Find three nonempty languages, $X, Y$ and $Z$ such that $XZ ⊆ YZ$, but $X$ is not a subset of $Y$.

Question

$X$, $Y$ and $Z$ are all regular languages that may span just over the alphabet $\{a\}$ or may span over larger alphabets: $\{a,b\}, \{a,b,c\}...$

The problem is that $X$, $Y$, and $Z$ make up from the same alphabet such that the concatenation of $X$ and $Z$ is a subset of $Y$ and $Z$, but the set $X$ is not a subset of $Y$.

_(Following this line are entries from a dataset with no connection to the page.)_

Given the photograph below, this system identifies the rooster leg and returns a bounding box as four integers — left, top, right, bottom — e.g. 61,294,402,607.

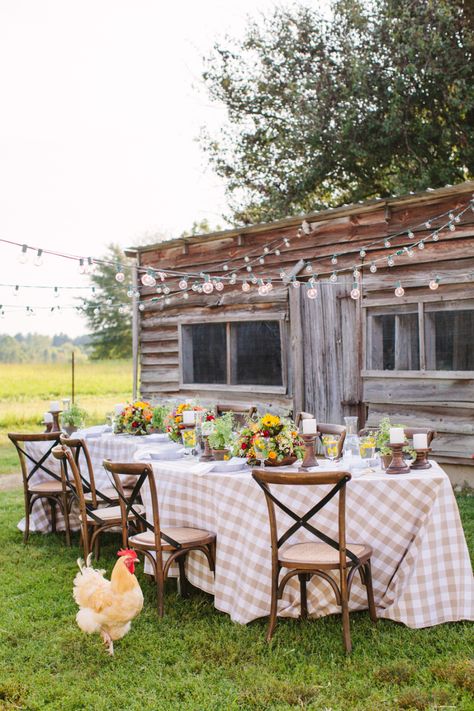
100,630,114,656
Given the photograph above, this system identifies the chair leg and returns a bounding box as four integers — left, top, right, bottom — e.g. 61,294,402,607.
177,555,189,598
364,560,377,623
298,573,308,620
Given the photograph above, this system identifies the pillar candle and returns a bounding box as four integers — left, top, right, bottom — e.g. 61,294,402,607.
413,432,428,449
183,410,196,425
390,427,405,444
301,418,316,434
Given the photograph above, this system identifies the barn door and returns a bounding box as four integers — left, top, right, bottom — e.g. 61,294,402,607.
300,281,363,425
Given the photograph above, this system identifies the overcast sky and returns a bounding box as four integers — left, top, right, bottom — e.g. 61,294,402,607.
0,0,288,335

The set $X$ is not a subset of $Y$ if all the elements of $X$ are included in the set $Y$. I don't really know how to approach this problem, any suggestions would be awesome Thank you.

Answer 1

I think if you let $X$ be the set of strings over $a$ with odd length, let $Y$ be the set of strings over $a$ of even length and let $Z $ be the set of strings over $a$ of any length, then I think that should work out.

Answer 2

HINT: Let $X=\{a^{2n+1}:n\in\Bbb N\}$ and $Y=\{a^{2n}:n\in\Bbb N\}$. Try to find a $Z$ that so that

$$XZ=\{a^n:n\ge 1\}\subseteq\{a^n:n\in\Bbb N\}=YZ\;.$$

(My $\Bbb N$ includes $0$.)

Answer 3

Hint. Let $A$ be the alphabet and let $X$ and $Y$ be languages containing the empty word. Then $XA^* = YA^* = A^*$.